Clack said when he meets with bargaining units to carve out new contracts, his ballpark figure for projecting future coverage costs is usually three to four times the inflation rate. A study done by the Kaiser Family Foundation last year compared the rise in health insurance costs to the Consumer Price Index and found that insurance prices rose more than three times the inflation rate over a 20-year period.

“We’ve had some flux. I think last year was kind of funny. Some thing went way up and some things hadn’t. But on average, you do see about three to four times the rate,” he said.

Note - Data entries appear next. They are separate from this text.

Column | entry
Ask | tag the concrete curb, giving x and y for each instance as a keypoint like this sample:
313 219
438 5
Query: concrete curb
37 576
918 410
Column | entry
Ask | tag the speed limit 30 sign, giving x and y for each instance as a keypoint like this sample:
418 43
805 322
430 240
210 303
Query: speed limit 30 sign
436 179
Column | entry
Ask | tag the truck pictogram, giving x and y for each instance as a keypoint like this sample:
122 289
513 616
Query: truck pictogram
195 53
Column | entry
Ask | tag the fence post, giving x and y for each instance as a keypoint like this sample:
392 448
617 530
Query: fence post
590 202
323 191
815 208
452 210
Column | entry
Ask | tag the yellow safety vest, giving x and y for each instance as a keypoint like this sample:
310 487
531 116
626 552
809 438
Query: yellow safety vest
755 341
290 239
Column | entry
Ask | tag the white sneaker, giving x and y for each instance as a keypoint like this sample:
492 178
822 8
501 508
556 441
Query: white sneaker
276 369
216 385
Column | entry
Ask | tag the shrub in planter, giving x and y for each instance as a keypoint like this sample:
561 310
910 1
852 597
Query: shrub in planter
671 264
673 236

In 2004, the county decided to self-fund its health care benefits and chose The Principal as its third-party administrator then. But the county went with Blue Cross and Blue Shield as its administrator this year. After requesting proposals last year, Blue Cross offered the county the largest provider discounts.

“I’m pretty much a proponent of every three to five years taking some type of look at your administrator. It’s a big change to switch over so you don’t do it kind of willy-nilly, but you should look at it every three to five years unless there are issues that would drive you to make it sooner,” said Clack.

The county, though, still offers employees optional coverage through an insured HMO contract at Grand Valley Health Plan.

“The combination of adding the deductible, adding the coinsurance and the discount structure, we believe we will probably flatten out our costs this year,” said Clack.

“And that depends on how our experience is. If we have fewer claims, then we’ll do better. If we have higher claims that we traditionally have had, then it won’t be as good. When you’re self-funded, that’s a little harder to predict.”